During a grief-processing group, an elderly patient stated, “For the first time since my husband died, I’m having more good days than bad.” This statement suggests that the patient has:
- A. Reached the phase of reestablishment
- B. Determined she is ready to terminate the support group
- C. Completed her “grief work” successfully
- D. Replaced old memories with new ones.
Correct Answer: C
Rationale: The correct answer is C: Completed her "grief work" successfully. This statement indicates progress in the grieving process, moving towards acceptance and healing. The patient acknowledging having more good days than bad reflects a positive shift in coping with the loss, indicating that she has processed her grief and is beginning to adapt to life without her husband. This suggests that the patient has worked through her emotions, memories, and adjustments related to the loss, reaching a point where she is experiencing more peace and acceptance.
Summary:
A: Reestablishment is not the correct choice as it does not specifically address the completion of the grief work.
B: Determining readiness to terminate the support group is premature, as the patient may still benefit from continued support.
D: Replacing old memories with new ones is not supported by the patient's statement and does not necessarily indicate successful grief processing.
During the first family therapy session, the mother of a child being treated for truancy and emotional outbursts asks the nurse, “Why are you bothering to ask the rest of us questions? My son is the one with the problems.” The best response for the nurse would be:
- A. “We’ll get more accurate information if the entire family is involved.”
- B. “It may seem strange to you, but we’ll get better results doing it this way.”
- C. “When one family member is sick, the whole family system is sick as well.”

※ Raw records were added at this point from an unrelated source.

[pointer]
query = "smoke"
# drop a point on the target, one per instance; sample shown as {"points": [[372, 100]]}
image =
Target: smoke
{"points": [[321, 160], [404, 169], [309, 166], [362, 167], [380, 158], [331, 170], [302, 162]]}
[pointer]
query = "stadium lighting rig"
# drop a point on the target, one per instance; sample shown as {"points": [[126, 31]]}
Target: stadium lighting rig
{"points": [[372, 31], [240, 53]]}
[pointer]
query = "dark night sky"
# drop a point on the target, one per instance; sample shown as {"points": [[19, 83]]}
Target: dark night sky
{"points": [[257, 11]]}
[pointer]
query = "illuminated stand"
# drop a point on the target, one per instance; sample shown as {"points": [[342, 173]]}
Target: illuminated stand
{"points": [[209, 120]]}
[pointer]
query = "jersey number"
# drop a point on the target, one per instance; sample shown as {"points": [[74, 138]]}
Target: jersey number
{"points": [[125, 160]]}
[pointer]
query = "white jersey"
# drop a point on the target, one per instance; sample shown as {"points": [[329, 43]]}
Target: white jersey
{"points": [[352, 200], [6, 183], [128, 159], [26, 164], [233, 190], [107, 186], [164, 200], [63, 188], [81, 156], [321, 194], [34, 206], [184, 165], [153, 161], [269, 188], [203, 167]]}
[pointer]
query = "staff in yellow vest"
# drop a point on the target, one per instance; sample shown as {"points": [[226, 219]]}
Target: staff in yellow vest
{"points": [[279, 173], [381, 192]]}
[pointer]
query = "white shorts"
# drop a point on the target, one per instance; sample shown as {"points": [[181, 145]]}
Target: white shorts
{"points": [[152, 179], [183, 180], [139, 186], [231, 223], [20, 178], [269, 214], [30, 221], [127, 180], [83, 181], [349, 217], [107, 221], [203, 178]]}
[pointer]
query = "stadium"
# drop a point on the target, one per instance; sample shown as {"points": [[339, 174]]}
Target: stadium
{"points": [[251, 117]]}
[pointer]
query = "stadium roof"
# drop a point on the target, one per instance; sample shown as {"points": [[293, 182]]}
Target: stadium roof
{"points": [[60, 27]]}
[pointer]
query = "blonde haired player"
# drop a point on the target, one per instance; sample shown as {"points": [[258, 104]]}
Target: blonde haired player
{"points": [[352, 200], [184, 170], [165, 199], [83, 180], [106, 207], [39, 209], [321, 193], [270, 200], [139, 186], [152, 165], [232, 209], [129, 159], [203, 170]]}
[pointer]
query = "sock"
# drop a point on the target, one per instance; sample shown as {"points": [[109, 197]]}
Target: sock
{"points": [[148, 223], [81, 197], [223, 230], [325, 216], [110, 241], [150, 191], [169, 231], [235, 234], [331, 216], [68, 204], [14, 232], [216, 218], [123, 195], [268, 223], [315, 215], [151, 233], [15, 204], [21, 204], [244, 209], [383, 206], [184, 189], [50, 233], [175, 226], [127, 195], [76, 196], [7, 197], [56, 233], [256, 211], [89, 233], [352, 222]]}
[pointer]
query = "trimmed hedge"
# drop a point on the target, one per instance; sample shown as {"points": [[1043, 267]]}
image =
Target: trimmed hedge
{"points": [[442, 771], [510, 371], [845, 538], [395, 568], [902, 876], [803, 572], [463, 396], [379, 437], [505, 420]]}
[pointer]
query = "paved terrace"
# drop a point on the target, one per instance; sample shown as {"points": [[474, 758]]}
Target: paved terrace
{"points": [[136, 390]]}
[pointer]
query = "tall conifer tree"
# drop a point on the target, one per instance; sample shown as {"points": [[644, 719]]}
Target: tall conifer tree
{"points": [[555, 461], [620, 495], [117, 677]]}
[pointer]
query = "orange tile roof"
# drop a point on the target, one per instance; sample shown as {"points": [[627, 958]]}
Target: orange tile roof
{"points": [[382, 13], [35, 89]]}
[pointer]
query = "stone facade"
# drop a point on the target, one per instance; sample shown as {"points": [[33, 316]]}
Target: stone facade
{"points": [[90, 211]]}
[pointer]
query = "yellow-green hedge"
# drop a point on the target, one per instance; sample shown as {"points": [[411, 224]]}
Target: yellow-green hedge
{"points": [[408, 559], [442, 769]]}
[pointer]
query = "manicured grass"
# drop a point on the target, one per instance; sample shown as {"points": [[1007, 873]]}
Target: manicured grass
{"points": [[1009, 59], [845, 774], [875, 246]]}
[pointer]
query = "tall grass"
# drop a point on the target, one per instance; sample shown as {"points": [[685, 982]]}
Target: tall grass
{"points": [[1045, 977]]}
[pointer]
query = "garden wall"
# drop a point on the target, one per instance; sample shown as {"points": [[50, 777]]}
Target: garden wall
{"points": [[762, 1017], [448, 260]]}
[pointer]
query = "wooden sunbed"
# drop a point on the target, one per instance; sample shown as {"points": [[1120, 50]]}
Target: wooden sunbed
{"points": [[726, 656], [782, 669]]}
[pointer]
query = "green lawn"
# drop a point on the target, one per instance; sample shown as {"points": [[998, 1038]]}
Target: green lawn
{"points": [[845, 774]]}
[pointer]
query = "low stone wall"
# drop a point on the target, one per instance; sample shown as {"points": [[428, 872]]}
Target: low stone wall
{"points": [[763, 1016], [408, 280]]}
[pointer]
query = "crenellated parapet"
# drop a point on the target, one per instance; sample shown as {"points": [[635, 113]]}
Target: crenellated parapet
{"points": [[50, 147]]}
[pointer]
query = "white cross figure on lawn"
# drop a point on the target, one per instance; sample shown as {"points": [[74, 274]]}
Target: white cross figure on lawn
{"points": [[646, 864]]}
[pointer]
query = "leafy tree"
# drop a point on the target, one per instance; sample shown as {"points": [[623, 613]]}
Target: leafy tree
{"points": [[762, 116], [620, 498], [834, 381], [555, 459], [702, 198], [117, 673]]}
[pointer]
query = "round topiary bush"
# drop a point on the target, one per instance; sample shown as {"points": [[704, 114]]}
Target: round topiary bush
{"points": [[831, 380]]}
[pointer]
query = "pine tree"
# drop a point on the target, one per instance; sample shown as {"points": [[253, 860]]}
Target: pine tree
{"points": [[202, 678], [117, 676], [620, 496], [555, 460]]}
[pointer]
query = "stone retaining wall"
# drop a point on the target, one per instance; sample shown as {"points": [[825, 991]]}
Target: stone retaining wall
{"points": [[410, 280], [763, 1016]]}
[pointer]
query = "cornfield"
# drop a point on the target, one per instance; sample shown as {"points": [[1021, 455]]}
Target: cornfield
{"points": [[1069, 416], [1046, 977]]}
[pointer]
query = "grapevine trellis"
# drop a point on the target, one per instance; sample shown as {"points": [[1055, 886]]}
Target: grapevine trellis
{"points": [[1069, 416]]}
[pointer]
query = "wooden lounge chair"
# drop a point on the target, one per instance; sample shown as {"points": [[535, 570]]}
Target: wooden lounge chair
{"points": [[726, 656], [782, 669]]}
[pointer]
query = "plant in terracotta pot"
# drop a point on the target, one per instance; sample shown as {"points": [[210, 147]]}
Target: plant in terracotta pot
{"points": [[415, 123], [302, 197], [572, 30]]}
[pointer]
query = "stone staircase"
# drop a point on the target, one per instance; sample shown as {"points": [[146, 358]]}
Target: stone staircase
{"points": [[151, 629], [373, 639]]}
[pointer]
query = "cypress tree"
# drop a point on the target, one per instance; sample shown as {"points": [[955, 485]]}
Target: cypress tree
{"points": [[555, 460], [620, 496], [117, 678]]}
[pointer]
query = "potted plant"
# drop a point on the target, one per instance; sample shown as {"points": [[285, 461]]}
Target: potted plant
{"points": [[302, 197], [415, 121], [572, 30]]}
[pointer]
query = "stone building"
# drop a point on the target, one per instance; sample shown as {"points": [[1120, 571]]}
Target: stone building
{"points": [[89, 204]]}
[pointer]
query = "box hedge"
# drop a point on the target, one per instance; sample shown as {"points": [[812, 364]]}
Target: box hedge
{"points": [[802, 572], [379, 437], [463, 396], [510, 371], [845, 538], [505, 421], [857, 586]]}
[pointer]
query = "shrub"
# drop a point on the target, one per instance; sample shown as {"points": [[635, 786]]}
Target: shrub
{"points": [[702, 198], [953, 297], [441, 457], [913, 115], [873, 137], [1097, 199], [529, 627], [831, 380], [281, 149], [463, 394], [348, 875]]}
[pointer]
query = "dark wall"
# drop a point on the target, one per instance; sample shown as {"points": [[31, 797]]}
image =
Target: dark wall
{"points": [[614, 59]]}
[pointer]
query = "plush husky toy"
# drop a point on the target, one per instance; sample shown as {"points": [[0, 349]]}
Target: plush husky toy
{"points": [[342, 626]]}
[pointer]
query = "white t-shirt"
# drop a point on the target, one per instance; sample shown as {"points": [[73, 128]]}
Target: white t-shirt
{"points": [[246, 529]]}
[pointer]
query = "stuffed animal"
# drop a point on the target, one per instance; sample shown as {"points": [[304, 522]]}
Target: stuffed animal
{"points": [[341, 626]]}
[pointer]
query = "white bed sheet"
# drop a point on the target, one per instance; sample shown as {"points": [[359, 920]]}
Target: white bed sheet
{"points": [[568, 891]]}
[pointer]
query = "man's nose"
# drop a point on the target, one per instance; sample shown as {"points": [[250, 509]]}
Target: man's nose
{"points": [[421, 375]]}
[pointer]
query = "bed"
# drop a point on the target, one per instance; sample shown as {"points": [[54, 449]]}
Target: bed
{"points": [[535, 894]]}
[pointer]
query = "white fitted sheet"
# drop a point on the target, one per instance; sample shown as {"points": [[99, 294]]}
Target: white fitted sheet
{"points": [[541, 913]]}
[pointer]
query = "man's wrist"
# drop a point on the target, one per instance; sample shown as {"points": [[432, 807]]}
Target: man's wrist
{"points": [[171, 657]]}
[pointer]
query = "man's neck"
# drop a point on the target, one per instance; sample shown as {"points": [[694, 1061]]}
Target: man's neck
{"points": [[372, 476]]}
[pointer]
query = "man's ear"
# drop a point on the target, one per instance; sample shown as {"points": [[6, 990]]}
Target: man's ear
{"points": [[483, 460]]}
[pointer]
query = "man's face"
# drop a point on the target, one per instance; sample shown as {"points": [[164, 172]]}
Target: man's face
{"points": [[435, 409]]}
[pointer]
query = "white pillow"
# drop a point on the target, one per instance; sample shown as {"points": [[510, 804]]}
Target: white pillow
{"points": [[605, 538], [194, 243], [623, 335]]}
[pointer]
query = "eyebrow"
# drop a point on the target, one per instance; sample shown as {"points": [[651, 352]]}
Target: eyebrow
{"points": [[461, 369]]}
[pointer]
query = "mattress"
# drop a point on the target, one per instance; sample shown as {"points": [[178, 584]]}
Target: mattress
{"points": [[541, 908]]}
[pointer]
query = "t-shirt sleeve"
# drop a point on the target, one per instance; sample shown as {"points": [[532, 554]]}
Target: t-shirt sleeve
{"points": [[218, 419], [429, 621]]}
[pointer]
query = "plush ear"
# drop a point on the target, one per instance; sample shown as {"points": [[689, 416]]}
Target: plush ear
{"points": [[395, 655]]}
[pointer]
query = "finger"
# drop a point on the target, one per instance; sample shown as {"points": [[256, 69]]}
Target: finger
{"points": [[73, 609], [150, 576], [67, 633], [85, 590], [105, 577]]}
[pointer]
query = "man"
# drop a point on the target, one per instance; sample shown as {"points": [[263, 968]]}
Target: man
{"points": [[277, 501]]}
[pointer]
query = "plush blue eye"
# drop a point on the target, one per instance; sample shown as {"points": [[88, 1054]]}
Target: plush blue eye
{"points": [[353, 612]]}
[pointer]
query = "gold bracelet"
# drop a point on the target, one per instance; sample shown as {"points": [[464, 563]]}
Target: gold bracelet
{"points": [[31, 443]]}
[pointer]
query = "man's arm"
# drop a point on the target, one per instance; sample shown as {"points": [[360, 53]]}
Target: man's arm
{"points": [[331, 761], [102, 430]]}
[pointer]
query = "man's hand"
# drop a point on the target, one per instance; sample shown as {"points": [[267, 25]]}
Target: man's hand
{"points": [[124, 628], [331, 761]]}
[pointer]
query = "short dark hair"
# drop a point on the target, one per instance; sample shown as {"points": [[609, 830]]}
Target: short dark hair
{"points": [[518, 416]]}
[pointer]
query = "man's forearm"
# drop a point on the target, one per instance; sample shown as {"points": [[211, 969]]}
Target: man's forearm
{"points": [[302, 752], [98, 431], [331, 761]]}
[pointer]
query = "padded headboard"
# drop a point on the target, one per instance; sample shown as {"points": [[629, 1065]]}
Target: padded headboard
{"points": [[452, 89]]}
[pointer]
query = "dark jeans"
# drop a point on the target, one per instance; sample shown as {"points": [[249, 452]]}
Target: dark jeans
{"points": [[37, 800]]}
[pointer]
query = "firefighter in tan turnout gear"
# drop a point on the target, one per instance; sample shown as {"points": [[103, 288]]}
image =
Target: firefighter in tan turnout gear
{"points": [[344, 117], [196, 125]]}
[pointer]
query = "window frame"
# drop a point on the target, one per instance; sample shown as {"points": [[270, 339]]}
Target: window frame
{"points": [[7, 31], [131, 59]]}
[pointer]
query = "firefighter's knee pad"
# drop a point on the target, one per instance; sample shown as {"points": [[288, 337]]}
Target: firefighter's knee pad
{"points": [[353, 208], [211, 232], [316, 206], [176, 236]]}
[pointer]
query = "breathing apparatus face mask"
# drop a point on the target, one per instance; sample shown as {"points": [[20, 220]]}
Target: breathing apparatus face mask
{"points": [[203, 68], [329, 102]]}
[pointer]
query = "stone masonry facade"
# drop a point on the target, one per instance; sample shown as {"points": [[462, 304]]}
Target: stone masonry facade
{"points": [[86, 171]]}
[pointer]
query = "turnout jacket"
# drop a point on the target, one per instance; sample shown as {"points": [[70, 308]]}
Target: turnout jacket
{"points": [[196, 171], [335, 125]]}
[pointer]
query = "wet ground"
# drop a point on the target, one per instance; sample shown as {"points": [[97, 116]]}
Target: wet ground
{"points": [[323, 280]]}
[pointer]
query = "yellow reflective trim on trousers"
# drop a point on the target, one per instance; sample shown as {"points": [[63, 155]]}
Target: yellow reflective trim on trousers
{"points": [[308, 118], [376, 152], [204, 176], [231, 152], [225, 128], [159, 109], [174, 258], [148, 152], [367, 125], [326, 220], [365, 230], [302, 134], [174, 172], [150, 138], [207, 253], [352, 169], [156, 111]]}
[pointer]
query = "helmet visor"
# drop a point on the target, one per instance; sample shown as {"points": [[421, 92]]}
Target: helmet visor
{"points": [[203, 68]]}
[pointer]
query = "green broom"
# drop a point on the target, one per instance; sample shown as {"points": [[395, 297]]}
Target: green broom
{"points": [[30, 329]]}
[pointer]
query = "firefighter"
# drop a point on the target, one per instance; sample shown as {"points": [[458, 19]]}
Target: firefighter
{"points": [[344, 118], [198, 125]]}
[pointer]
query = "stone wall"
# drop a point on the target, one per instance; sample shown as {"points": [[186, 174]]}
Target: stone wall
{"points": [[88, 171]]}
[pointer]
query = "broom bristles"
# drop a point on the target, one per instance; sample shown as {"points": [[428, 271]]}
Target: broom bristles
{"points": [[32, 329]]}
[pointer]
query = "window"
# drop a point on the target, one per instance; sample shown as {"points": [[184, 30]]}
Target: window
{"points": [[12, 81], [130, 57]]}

- D. “Every family member’s perceptions are very important to the total picture.”
Correct Answer: A
Rationale: The correct answer is A because involving the entire family in therapy sessions allows for a more comprehensive understanding of the family dynamics and how they may be contributing to the child's issues. By including all family members, the nurse can gather diverse perspectives and insights that can inform the treatment plan. This approach also promotes family unity and collaboration in addressing the child's problems.
Option B is not the best response as it lacks a clear rationale for involving the whole family. Option C, while partially true, does not directly address the question raised by the mother. Option D emphasizes the importance of every family member's perceptions but does not specifically address the benefits of involving the entire family in therapy sessions.